Further testing of the app in terms of specific color detection shows that in well-controlled light conditions it does a good job of matching GW colours to colour palette suggestions that include said colour within them. Although the blue was a bit of a struggle. This generally good performance is as expected given that they likely have set the app up based on the spectral signatures of their paints in combination. The app also does a fair job of matching random colours to a close shade in the paint-range in the good lighting conditions. It is worth noting here that even with the paint-pot filling much of the image, more often than not the desk was the object colour analyzed.

  Paint-pot-colour-test. The frequency with which the desk colour was picked up surprised me, given how dominant the pot is in the picture. It might also be the case that they are taking some mean value across the image to determine what to match.

Paint-pot-colour-test. The frequency with which the desk colour was picked up surprised me, given how dominant the pot is in the picture. It might also be the case that they are taking some mean value across the image to determine what to match.

However, in poorly controlled light conditions the performance of the colour matching degrades rapidly. The app struggles to cope with the two extremes of lighting, dull and bright. In dull light the returns are all of drab shades, even if the targeted colours are bright, whereas in bright conditions the returns are all of white or very bright highlight colours. This indicates that they have not controlled for the relative brightness/saturation of a picture and that the app is therefore only analyzing the raw image. A case of what you see is what you get!

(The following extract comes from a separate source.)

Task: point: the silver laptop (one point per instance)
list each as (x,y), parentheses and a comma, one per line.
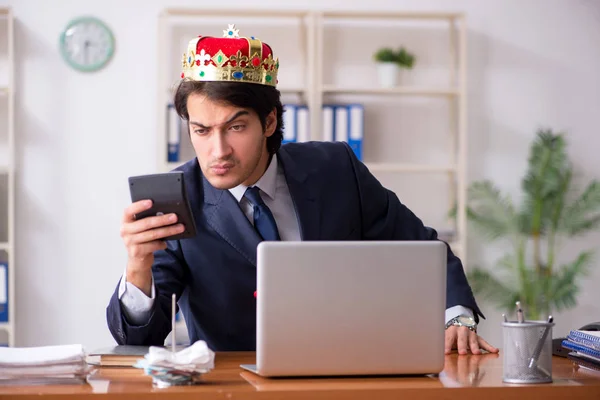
(350,308)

Overall, given the likely development budget, the range of user’s phones and the general focus for the app; the colour matching function is good. It uses a simple principle in a fun new way that could be genuinely useful to some people. Forgotten what paints you used to paint that mini with- no longer a problem! However, with machine learning and pre-processing of the input raster, it could go from good to brilliant. Anyone fancy coding up a better solution?

Disclaimer: I have guessed a lot of what the app might be doing here, based on the physical principles I use in my field of science. I could of course be entirely wrong!